FURAN-CARBONYL PHOTOCYCLOADDITIONS IN ORGANIC SYNTHESIS

有机合成中的呋喃-羰基光环负载

• 批准号: 3281452
• 负责人: STUART L SCHREIBER
• 金额: $ 13.57万
• 依托单位: HARVARD UNIVERSITY
• 依托单位国家: 美国
• 财政年份: 1988
• 资助国家: 美国
• 起止时间: 1988-09-01 至 1992-06-30
• 项目状态: 已结题
• 来源: https://reporter.nih.gov/project-details/3281452
• 关键词: alkaloids; antiarthritic agent; antiinflammatory agents; asthma; carbonyl compound; chemical models; chemical synthesis; drug design /synthesis /production; furans; heterocyclic compounds; peptic ulcer; photochemistry; platelet activating factor; sesquiterpenes; shock; stereochemistry; stereoisomer

This grant application details our plans to utilize a chemical process based on the photocyloaddition of carbonyl containing compounds onto electron rich hetecrocycles such as furan. The reaction provides bicyclic photoadducts with excellent stereochemical control. These products can be converted to highly oxygenated target systems by subsequent functionalization procedures that have been developed during the current funding period. Our objectives for the research outlined in this proposal are: (1) to attempt new permutations of the reaction process that have been designed on the basis of a mechanistic hypothesis, (2) to apply the overall synthesis strategy to the preparation of several natural and unnatural products, the latter which (on the basis of a pharmacophore hypothesis) serve as potential drug candidates for treatment of arthritis, asthma, pepticulceration, and shock, and (3) to evaluate the predictive capabilities of these hypotheses by interpreting the results of mechanistic and synthetic studies and testing the biological properties of the drug candidates. On the basis of mechanistic considerations and preliminary findings the intramolecular photocycloaddition of 2-substituted furans is expected to result in an efficient route to highly unusual tricyclic ring systems. These materials will be converted to carbocycles with substitution patterns that are common in the natural products domain. Other specific aims include the identification of stereocontrol elements that will provide increased levels of chemo- and enantioselectivity in the photoaddition. Several applications of this strategy will be undertaken that are directed towards highly oxygenated members of the ginkgolide, alkaloid, germacranolide, and cembranolide classes. The structural homology of natural and unnatural platelet activating factor (paf) receptor antagonists is suggestive of a pharmacophore requirement for biological activity. Molecular modeling facilitates the design of new structures that may exhibit paf receptor antagonism. Such compounds are likely candidates for membership to the important class of nonsteroidal antiinflammatory agents. The furan-carbonyl photocyclo-addition reaction based strategy is central to our plans for the preparation of these new materials.

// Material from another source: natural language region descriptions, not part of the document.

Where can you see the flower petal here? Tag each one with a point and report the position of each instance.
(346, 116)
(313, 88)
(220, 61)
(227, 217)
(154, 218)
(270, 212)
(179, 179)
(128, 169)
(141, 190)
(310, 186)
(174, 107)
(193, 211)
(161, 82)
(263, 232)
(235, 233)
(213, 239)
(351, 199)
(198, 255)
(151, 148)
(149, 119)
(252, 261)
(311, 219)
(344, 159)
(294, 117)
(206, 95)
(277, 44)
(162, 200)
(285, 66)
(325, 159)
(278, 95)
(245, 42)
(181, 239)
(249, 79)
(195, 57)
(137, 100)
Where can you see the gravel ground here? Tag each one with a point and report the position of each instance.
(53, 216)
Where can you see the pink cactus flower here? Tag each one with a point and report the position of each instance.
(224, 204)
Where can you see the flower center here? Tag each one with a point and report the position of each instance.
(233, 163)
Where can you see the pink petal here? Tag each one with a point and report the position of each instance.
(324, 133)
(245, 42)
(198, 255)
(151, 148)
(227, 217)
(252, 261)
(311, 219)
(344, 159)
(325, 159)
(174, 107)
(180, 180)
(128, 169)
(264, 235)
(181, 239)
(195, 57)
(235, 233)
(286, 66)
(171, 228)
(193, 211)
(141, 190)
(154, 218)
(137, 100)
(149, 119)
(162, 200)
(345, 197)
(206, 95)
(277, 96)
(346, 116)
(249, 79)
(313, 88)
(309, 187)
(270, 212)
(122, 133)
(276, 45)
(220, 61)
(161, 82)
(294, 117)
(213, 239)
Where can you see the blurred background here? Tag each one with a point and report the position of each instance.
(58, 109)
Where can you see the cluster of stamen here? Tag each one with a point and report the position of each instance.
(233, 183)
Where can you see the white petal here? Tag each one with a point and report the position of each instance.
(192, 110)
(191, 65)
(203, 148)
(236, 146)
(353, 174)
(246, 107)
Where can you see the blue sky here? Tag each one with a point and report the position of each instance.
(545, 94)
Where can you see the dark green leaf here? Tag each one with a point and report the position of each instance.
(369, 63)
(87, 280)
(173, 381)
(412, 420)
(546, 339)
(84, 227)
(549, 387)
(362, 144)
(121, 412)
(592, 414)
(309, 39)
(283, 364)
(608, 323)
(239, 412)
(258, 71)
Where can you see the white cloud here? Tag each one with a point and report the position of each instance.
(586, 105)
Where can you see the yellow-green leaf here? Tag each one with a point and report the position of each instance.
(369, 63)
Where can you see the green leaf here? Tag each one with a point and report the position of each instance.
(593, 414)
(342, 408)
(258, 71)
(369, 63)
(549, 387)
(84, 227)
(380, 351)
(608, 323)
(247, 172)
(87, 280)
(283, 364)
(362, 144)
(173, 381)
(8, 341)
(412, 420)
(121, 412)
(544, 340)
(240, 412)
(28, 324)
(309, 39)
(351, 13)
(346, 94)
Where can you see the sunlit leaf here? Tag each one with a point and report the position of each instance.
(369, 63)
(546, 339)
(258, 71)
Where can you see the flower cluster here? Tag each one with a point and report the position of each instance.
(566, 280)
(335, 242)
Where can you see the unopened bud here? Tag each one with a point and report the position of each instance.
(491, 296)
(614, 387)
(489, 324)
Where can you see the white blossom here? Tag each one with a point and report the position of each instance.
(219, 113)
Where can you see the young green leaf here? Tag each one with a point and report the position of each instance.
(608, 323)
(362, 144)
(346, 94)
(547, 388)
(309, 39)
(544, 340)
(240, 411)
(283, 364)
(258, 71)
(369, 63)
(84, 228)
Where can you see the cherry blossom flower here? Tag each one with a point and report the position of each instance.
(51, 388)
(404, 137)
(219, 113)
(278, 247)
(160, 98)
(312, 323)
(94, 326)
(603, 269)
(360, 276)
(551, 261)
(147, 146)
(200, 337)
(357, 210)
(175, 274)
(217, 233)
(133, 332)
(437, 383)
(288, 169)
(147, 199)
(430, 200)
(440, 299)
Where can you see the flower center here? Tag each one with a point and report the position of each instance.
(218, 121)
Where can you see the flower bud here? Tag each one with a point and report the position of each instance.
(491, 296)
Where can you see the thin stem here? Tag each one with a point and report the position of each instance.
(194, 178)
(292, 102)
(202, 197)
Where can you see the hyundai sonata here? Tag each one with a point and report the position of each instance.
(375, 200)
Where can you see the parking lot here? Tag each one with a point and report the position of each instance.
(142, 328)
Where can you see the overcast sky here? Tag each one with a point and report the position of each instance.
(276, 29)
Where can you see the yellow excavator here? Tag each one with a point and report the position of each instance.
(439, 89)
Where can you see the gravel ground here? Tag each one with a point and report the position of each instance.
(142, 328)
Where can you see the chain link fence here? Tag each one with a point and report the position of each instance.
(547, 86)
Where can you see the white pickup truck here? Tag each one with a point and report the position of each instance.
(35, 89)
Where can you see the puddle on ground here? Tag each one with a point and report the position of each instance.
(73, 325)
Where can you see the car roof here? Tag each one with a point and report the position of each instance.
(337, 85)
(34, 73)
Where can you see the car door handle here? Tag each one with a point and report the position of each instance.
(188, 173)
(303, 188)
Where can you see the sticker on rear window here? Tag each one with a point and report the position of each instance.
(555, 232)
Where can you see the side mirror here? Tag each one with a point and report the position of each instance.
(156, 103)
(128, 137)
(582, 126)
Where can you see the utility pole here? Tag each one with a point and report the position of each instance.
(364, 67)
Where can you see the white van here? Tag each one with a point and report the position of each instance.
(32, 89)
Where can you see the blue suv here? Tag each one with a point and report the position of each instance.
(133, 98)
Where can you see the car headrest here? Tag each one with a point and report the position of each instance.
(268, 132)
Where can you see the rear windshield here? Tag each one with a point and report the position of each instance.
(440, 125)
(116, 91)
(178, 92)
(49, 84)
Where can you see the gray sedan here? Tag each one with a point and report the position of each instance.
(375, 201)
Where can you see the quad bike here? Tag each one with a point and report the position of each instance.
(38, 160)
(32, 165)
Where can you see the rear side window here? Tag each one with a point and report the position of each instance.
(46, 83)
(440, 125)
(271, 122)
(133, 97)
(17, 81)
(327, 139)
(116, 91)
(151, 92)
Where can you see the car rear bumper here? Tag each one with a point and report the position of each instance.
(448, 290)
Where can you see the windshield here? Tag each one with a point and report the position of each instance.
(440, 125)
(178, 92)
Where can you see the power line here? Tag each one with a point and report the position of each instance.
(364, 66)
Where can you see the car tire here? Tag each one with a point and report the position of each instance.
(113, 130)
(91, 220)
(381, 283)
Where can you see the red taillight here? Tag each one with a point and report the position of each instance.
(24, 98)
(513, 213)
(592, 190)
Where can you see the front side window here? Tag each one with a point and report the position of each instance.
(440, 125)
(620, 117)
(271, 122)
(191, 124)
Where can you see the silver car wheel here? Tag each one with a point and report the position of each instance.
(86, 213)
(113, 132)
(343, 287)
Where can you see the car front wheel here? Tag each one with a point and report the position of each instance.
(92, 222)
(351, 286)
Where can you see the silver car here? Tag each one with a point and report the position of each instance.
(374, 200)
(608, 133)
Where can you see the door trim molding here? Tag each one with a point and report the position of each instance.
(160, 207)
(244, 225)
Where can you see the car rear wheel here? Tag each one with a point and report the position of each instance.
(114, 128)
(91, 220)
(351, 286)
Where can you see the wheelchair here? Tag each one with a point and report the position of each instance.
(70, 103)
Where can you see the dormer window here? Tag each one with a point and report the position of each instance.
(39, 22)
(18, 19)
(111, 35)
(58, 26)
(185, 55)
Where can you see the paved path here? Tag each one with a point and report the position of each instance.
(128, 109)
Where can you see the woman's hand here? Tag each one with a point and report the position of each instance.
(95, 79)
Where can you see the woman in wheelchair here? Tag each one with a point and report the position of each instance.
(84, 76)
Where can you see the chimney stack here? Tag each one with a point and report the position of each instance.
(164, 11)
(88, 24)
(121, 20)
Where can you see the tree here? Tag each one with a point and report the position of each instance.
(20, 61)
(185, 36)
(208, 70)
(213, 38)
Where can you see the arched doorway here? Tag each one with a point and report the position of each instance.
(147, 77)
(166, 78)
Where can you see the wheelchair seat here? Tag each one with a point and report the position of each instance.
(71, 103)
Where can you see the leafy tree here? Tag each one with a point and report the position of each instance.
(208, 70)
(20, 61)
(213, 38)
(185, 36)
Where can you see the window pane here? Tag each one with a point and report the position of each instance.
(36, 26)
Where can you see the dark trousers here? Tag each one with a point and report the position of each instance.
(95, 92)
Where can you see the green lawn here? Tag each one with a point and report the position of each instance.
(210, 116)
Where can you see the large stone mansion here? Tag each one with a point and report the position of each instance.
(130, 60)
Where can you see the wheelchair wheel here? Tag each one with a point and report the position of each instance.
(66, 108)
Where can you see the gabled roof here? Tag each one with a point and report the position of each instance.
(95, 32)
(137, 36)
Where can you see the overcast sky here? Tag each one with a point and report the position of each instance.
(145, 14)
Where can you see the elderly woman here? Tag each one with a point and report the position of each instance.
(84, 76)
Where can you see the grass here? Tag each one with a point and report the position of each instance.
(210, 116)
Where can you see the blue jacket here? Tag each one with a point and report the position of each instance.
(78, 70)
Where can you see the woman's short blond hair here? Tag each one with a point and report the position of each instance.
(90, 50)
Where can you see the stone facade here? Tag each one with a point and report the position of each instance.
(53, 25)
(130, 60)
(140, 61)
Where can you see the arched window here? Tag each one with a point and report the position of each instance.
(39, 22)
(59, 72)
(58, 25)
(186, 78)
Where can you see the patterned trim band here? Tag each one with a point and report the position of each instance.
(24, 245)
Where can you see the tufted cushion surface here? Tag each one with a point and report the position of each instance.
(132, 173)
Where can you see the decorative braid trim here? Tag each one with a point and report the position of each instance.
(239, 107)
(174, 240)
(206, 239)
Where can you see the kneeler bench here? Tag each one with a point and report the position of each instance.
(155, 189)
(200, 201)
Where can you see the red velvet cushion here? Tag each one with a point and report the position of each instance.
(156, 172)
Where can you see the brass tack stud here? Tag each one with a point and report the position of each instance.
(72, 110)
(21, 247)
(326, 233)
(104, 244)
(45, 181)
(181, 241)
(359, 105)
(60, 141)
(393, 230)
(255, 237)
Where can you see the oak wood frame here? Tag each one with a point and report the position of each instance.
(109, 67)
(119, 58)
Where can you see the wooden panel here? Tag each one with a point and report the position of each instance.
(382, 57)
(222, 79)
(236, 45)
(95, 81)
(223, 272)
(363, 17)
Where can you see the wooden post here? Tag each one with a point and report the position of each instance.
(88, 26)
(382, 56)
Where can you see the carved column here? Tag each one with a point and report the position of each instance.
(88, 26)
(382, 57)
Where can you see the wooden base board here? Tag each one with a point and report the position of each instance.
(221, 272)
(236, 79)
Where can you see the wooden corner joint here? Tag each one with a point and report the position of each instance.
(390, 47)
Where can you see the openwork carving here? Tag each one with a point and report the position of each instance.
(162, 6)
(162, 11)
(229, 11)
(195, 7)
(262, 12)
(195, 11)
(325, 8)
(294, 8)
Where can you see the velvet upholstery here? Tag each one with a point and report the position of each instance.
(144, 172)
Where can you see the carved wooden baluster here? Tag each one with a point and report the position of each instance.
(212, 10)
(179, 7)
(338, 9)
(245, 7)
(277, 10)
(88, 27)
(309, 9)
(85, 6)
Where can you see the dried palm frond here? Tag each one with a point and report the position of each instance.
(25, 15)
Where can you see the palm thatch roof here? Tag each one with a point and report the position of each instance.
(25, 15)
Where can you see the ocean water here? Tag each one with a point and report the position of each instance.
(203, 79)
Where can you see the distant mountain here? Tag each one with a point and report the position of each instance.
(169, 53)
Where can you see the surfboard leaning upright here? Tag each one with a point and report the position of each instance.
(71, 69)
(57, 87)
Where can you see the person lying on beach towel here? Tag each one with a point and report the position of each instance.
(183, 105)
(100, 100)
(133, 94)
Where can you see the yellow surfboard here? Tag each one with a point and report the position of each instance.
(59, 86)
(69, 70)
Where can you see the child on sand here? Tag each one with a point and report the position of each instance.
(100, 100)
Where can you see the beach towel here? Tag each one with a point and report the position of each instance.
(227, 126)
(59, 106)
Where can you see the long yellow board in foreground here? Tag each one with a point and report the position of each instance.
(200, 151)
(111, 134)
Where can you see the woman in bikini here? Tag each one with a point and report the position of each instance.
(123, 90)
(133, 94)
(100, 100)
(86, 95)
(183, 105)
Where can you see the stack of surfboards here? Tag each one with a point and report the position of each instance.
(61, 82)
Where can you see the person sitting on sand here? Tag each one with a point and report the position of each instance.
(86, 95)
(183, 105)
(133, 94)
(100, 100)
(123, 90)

这份拨款申请详细说明了我们利用一种化学物质 基于含羰基化合物的光环加成的方法 化合物到富电子杂环如呋喃上。 的 反应提供了具有优异性能的双环光加合物， 立体化学控制。 这些产品可以转换为 通过随后官能化高度氧化的靶系统 在当前供资期间制定的程序 期 我们在本建议书中概述的研究目标 （1）尝试对反应过程进行新的排列， 已经被设计在一个机械假说的基础上，（2） 将整体合成策略应用于制备几种 天然和非天然产品，后者（基于 药效团假说）作为潜在的候选药物， 治疗关节炎、哮喘、消化不良和休克， (3)通过以下方式评估这些假设的预测能力 解释机械和合成研究的结果， 测试候选药物的生物学特性。 根据机械方面的考虑和初步结论， 发现2-取代的分子内光环加成 预计呋喃将导致一种高效的途径， 三环环系统。 这些材料将转化为 碳环的取代模式是常见的， 天然产物领域。 其他具体目标包括： 确定立体控制要素， 增加的化学和对映选择性水平， 光加成 这一战略的几个应用将是 针对高含氧成员开展的 银杏内酯、生物碱、吉马甘草酸和西布兰替 班 天然血小板与非天然血小板的结构同源性 活化因子（PAF）受体拮抗剂提示 生物活性的药效团要求。 分子 建模有助于新结构的设计， PAF受体拮抗作用 这些化合物很可能是 作为重要的非甾体类药物的成员， 间谍。 呋喃-羰基光环加成反应 基于反应的战略是我们准备计划的核心， 这些新材料。